La dose létale médiane (DL50), ou concentration létale médiane (CL50), est un indicateur quantitatif de la toxicité d'une substance. Cette notion s'applique également aux irradiations.
Cet indicateur mesure la dose de substance causant la mort de 50 % d'une population animale donnée (souvent des souris ou des rats) dans des conditions d'expérimentation précises. C'est la masse de substance nécessaire pour tuer 50 % des animaux dans un lot. Elle s'exprime en milligrammes de matière active par kilogramme d'animal.
Quant à elle, la DL100 est la dose létale engendrant la mort de 100 % des individus d'une population animale donnée.

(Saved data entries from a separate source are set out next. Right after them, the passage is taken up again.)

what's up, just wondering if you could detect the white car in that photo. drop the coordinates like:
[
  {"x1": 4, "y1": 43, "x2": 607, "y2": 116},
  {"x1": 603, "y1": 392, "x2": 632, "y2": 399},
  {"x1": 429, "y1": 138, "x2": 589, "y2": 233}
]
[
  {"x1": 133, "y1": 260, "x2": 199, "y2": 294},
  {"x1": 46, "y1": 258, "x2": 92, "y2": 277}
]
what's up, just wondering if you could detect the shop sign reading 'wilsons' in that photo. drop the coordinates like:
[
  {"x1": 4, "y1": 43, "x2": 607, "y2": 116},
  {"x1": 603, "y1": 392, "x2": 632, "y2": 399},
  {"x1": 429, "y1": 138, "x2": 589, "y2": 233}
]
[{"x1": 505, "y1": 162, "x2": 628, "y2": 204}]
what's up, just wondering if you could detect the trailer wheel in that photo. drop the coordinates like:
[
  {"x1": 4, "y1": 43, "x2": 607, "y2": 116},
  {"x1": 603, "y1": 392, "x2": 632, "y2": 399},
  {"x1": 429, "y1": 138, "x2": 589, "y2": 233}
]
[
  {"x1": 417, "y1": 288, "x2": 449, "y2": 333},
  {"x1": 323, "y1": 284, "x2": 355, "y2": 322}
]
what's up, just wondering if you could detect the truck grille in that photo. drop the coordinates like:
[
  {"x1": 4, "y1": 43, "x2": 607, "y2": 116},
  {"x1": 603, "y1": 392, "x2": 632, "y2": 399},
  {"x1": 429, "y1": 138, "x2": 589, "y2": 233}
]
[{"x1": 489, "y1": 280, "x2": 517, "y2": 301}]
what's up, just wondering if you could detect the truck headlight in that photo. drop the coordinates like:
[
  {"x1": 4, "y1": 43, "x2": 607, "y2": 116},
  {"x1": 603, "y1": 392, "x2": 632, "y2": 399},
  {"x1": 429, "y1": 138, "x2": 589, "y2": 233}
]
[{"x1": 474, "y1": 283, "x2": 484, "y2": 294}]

Plus ce chiffre est petit, plus la substance est toxique. Cette dose n'est valable que pour une espèce précise (le plus souvent le rat) et un mode d'introduction précis dans l'organisme (ingestion, inhalation, application cutanée). Notons toutefois que la DL50 peut varier, parfois fortement, en fonction du solvant utilisé ainsi qu'en fonction du sexe de l'animal. Ces chiffres ne sont pas directement extrapolables à l'humain.
La DL50 est le plus souvent exprimée pour une ingestion orale chez le rat. La DL50 mesurée par application dermale chez le lapin donne une information complémentaire sur le danger d'une substance. La valeur par ingestion est le plus souvent plus faible que la valeur dermale.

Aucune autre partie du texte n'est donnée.